Vitiligo is a common acquired skin disorder characterized by the loss of pigment, resulting in well-defined white patches on the skin. This depigmentation occurs because the body’s pigment-producing cells, called melanocytes, are destroyed or stop functioning. The condition is not contagious and affects people of all skin types equally, though it is more noticeable in individuals with darker skin tones. Vitiligo is categorized into two primary forms—segmental vitiligo (SV) and non-segmental vitiligo (NSV)—which differ significantly in presentation, underlying causes, disease course, and response to therapy. Understanding these distinctions is important for guiding effective management strategies.
Distinctive Patterns and Distribution
The most immediate difference between the two forms lies in the location and arrangement of the depigmented patches across the body. Non-segmental vitiligo (NSV), which accounts for approximately 85% to 95% of all cases, is defined by its bilateral and symmetrical distribution. This means that if a patch appears on one side of the body, a similar patch often appears in a mirror-image location on the opposite side, such as on both hands or both knees. NSV frequently affects the extremities, areas around body openings (periorificial areas), and sites prone to friction or trauma (the Koebner phenomenon).
Segmental vitiligo (SV) is characterized by its unilateral and localized pattern, typically affecting only one side of the body. The patches often appear to follow the path of a single spinal nerve (dermatome), and this localized arrangement means the depigmentation rarely crosses the midline of the body. SV is a less common form of vitiligo and is more frequently observed with an onset during childhood or adolescence.
Underlying Mechanisms: Autoimmune vs. Neurological
The distinct distribution patterns of the two types are rooted in fundamentally different biological mechanisms driving the loss of melanocytes. Non-segmental vitiligo is an autoimmune disorder, where the body’s immune system mistakenly targets and destroys its own melanocytes. Specifically, cytotoxic T lymphocytes infiltrate the skin and release chemicals that kill the pigment cells, indicating a systemic error in immune regulation. This theory is supported by the fact that NSV is often associated with other autoimmune conditions, such as autoimmune thyroid disease, type 1 diabetes, and pernicious anemia.
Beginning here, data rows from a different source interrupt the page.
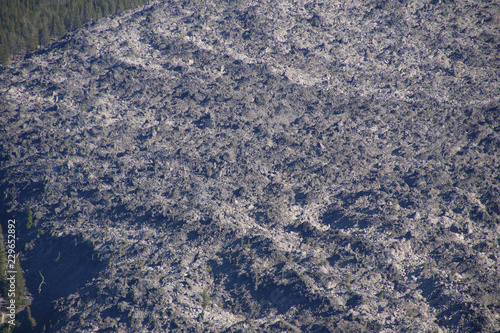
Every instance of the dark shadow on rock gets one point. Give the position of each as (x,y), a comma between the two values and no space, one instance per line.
(66,264)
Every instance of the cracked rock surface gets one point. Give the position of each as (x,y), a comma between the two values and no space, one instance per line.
(250,166)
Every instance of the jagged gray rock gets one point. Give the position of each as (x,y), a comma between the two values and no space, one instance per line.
(311,166)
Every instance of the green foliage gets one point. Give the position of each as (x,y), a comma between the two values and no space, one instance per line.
(26,25)
(20,284)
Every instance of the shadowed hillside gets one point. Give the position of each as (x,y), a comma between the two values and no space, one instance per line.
(250,166)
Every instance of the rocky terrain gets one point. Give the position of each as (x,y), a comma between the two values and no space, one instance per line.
(254,166)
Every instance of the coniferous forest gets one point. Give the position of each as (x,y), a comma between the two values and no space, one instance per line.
(27,25)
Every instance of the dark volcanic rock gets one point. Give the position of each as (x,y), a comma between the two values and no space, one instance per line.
(235,166)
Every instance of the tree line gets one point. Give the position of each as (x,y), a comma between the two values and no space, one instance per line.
(27,25)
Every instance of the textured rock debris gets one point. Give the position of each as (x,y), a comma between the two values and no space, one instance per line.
(249,166)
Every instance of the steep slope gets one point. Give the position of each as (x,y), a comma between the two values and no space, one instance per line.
(253,166)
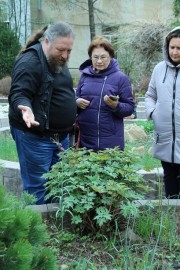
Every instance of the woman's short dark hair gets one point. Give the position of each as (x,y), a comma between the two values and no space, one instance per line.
(98,42)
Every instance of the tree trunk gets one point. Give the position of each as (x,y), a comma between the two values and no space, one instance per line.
(91,19)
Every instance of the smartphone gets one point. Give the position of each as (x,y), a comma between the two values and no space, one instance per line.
(114,97)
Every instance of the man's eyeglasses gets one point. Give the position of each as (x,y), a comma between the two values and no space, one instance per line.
(102,58)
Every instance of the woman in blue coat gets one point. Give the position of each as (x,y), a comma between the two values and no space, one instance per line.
(104,98)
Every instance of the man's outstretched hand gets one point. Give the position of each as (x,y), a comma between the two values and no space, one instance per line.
(28,116)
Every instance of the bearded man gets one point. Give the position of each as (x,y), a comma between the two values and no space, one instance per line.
(42,107)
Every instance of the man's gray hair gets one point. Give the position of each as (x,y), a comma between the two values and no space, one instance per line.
(59,29)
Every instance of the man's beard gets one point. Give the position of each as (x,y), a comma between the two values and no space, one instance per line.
(54,65)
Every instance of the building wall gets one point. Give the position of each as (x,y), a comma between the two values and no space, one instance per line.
(120,13)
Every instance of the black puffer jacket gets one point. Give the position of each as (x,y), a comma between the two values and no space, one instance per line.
(33,86)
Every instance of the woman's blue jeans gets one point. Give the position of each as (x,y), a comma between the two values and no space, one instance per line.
(36,157)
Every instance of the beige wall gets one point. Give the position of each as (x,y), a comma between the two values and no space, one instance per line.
(122,13)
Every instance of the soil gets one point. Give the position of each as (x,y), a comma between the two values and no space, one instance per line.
(74,251)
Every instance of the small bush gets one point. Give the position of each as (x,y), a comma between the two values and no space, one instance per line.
(22,237)
(96,187)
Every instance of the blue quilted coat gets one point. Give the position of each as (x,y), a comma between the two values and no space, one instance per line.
(100,126)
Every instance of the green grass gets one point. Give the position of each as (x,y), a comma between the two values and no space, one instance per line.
(146,161)
(7,147)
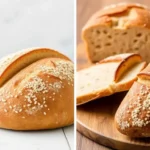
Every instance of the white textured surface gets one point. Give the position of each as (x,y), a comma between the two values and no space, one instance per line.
(36,23)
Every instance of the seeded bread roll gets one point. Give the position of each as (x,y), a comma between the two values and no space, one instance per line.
(35,96)
(133,115)
(121,28)
(113,74)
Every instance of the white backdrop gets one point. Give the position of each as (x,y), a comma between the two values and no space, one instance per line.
(36,23)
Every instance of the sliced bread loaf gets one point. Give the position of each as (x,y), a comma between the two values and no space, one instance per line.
(113,74)
(122,28)
(133,115)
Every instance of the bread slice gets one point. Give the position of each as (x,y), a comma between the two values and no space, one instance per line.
(113,74)
(133,115)
(121,28)
(13,63)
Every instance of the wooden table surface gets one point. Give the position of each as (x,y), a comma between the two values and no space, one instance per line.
(85,8)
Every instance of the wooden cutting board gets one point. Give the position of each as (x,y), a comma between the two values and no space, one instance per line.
(95,119)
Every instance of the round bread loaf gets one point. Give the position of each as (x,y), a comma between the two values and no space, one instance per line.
(39,95)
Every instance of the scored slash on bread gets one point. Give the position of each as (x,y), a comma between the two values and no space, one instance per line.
(12,64)
(113,74)
(133,115)
(120,28)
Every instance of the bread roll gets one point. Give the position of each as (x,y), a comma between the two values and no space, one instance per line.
(113,74)
(34,90)
(121,28)
(133,115)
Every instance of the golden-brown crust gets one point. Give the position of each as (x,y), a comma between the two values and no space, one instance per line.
(145,73)
(104,17)
(37,96)
(132,117)
(23,59)
(117,86)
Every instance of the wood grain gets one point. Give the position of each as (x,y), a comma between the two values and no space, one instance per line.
(85,8)
(95,119)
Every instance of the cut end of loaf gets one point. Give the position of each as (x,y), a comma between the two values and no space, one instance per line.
(126,64)
(102,42)
(118,30)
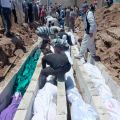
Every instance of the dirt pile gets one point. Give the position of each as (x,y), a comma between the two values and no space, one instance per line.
(19,44)
(108,39)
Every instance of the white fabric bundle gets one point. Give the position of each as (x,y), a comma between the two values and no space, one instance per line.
(112,105)
(79,109)
(45,103)
(72,37)
(53,20)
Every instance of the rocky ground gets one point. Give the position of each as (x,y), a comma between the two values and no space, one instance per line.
(107,38)
(18,45)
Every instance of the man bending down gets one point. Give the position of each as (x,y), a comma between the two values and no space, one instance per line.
(58,64)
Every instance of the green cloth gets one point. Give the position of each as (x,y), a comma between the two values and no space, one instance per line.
(23,79)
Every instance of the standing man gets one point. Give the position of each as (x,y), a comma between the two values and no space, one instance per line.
(89,34)
(6,16)
(67,16)
(25,10)
(72,19)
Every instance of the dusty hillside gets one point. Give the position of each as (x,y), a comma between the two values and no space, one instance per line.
(19,44)
(108,38)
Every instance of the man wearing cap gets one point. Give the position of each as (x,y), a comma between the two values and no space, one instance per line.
(6,16)
(58,64)
(89,34)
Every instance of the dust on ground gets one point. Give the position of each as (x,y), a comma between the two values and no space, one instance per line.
(107,38)
(18,45)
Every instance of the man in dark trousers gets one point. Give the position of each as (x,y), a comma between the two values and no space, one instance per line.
(58,64)
(6,16)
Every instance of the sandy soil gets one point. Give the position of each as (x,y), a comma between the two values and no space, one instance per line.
(18,45)
(107,38)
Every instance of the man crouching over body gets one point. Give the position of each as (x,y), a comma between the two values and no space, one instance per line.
(58,64)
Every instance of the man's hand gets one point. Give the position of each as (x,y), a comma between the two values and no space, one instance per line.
(91,34)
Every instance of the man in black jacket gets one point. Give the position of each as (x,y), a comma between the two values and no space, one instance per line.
(58,64)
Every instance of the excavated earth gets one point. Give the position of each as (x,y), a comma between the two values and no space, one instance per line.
(18,45)
(107,38)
The cause of segmental vitiligo is non-autoimmune and is linked instead to the nervous system. This suggests a neurological origin, where localized dysfunction in the sympathetic nerves causes the release of neurochemicals toxic to melanocytes in that specific skin segment. These chemicals, such as neuropeptides, may cause oxidative stress and local inflammation, leading to the destruction of pigment cells along the affected nerve pathway. While genetic factors are involved in both types, the predisposition for SV appears distinct from the systemic immune genes implicated in NSV.
Progression and Long-Term Stability
The behavior of the disease over time provides a clear contrast between the two vitiligo types. Segmental vitiligo usually has a rapid onset, with patches spreading quickly over a period of six months to two years. Once this initial period of activity ends, the depigmentation generally stabilizes and rarely spreads further, offering a predictable and self-limiting course. This stability is a defining feature of SV, making recurrence of the original lesion unlikely.
Non-segmental vitiligo, in contrast, follows a more unpredictable and potentially lifelong course. It is characterized by cycles of activity, where new patches appear or existing patches enlarge, interspersed with periods of stability. This progressive nature means the condition can spread over many years, potentially covering large areas of the skin surface and remaining prone to reactivation throughout a person’s life.
Differential Treatment Approaches
The underlying mechanisms and stability profile of each form dictate different approaches to treatment. For non-segmental vitiligo, the goal is to halt the systemic autoimmune attack and encourage repigmentation across widespread areas. Medical therapies are the mainstay, including topical corticosteroids and calcineurin inhibitors, which suppress the localized immune response. For more extensive or active disease, phototherapy, such as narrowband ultraviolet B (NB-UVB) light, is commonly used to stimulate melanocyte growth over larger body surfaces.
Segmental vitiligo often shows a limited response to conventional medical treatments because its cause is not primarily autoimmune. Due to the disease’s localized nature and tendency to achieve long-term stability, surgical intervention is often the preferred route once the patches have been inactive for a period, typically six to twelve months. Surgical options, like autologous skin grafts or melanocyte-keratinocyte cellular suspension transplants, involve moving healthy pigment cells from a pigmented area of the skin to the stable white patch to restore color.